Learning to roll over is a big developmental milestone for your baby and can often take you and your baby by surprise. Unaware that she’s in training, your baby will be gradually developing the necessary muscle control and strength needed for this skill.
Whether she’s lying on her tummy or her back, she’ll be straining to lift her head and shoulders. Then one day, she’ll discover that with a bit of effort and wriggling she can roll over and change her perspective of the world.
“Once your baby has sufficient head and neck control, she’ll teach herself to roll over,” says family GP Dr Craig Blackwell. To begin with, she may roll on to her side and become stuck.
Learning to roll usually happens before she learns to sit up, often from around 3 months or 4 months. “But although she may be able to manoeuvre herself from tummy to side and then onto her back as early as 2 to 3 months, it may take her longer to learn to roll the other way,” Dr Craig Blackwell.
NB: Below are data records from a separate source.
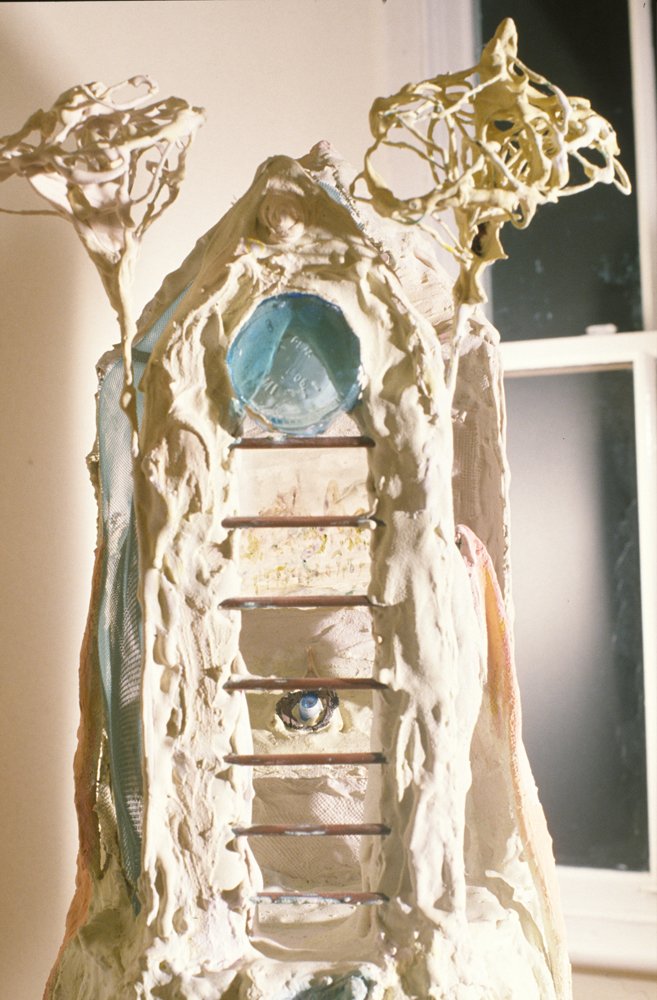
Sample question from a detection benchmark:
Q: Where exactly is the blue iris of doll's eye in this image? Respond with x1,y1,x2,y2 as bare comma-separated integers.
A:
276,688,339,733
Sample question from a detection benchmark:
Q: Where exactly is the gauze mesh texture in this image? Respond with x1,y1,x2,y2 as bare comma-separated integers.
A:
98,292,185,886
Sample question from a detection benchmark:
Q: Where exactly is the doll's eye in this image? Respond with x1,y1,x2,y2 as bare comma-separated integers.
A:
276,688,338,733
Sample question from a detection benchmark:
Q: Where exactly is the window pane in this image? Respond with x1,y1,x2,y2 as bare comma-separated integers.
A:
479,0,643,340
506,370,648,870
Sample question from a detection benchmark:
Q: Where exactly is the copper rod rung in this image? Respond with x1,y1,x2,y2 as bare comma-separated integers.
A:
224,677,388,691
230,434,374,449
255,892,388,906
221,594,371,611
233,823,390,837
224,753,386,767
221,514,377,528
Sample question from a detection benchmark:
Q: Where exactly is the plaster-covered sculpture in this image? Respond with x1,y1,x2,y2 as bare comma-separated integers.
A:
0,17,624,1000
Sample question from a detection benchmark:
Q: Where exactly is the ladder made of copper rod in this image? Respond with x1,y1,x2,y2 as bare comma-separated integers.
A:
221,435,390,905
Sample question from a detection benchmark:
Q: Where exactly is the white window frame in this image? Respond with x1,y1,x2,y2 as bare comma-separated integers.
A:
410,0,657,974
502,332,657,974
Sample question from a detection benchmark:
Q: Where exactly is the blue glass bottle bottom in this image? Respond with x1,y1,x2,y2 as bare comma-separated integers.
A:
227,292,362,436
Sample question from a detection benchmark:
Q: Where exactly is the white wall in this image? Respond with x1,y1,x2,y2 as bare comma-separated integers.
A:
0,0,657,1000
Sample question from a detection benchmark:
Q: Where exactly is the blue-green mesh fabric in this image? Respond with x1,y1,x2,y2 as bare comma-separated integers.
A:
98,292,185,886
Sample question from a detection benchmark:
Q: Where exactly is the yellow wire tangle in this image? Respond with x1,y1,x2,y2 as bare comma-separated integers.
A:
352,18,630,307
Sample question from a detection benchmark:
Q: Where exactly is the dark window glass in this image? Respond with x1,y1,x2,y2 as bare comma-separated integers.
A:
480,0,643,340
506,369,648,871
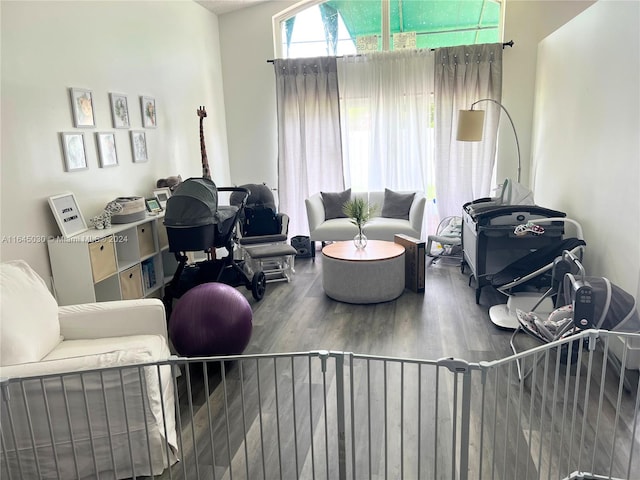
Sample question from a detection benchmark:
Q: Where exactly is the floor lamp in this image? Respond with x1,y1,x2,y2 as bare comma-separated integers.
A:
456,98,521,183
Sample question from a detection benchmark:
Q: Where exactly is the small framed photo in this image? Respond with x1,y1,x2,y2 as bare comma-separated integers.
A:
153,187,171,209
69,88,96,128
60,132,89,172
131,130,149,163
109,93,130,128
96,132,118,168
49,192,88,238
140,97,157,128
145,198,162,213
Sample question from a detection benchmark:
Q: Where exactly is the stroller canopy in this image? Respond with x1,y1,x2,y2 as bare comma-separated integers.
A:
563,275,640,333
164,178,218,227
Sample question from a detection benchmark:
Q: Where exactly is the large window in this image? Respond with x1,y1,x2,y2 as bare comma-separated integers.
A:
274,0,502,58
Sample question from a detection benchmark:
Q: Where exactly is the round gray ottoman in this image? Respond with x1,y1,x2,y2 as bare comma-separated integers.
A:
322,240,405,303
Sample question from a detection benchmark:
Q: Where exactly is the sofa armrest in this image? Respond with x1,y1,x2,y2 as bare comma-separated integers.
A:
304,193,324,235
409,193,427,232
58,298,168,340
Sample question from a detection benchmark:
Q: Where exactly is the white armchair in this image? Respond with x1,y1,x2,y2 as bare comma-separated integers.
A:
0,261,177,478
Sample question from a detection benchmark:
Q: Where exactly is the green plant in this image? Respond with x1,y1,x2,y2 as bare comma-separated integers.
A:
342,198,377,235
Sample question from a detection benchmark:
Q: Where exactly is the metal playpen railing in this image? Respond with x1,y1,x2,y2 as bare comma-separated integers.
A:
0,330,640,480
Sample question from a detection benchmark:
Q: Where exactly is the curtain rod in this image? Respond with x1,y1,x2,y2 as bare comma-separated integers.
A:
267,40,514,63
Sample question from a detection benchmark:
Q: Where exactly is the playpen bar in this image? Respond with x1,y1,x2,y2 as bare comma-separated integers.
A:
136,367,162,472
540,348,561,480
321,356,329,480
169,363,188,480
200,362,216,480
224,362,236,480
307,356,316,478
273,358,282,480
578,341,606,465
609,342,638,475
79,373,98,476
627,376,640,477
20,382,42,477
155,365,175,480
238,362,249,478
345,355,356,479
0,384,24,478
291,357,300,476
255,358,267,478
60,376,82,477
98,372,119,472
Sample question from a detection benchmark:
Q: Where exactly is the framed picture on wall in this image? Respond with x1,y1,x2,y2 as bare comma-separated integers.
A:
109,93,130,128
69,88,96,128
131,130,149,163
140,97,158,128
60,132,89,172
49,192,88,238
96,132,118,168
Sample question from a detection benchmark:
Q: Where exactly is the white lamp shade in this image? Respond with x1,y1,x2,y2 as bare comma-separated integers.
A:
456,110,484,142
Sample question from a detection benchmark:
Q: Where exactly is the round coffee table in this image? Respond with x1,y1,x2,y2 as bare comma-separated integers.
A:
322,240,405,303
Rolling from back to front often comes a little later, around 5 or 6 months.
Even when your baby appears to have fully mastered the art of rolling, it may be some time before she’s able to control the direction she goes!
Safety and your rolling baby
Once your baby’s managed that first roll, she’ll very quickly become an expert. So watch out, as there are lots of opportunities for rolling off the bed/changing table/sofa. Once your baby’s started to be capable of any kind of rolling, even if it’s only on to her front and not back again, don’t leave her lying unattended on the bed or sofa.
“If your baby does fall, it’s easy to panic, but try to stay calm until you’ve assessed how much damage there actually is,” says Tricia Blossom, health visitor for North West Leicester.
“Your baby will probably be screaming, but it may be from the shock of falling more than the pain, so see if she calms down with lots of cuddles, or possibly a feed to soothe her. If she’s still crying or seems floppy or listless, see your doctor, or call 999 if you’re really worried.”
“She sat up and smiled at me!”
“I left Elizabeth lying in the middle of our bed while I went off to run her bath. It couldn’t have been for more than about 15 seconds, but as I came back into the bedroom she was just about to roll off our bed. I rushed over to try and catch her but didn’t make it in time and could only watch as Elizabeth landed face down on the floor.
“She immediately let out the biggest cry I’d ever heard. I felt terrible and, once I’d calmed her down, I rang NHS Direct. I was terrified that she might be concussed, but half an hour later she was sitting up and smiling at me!”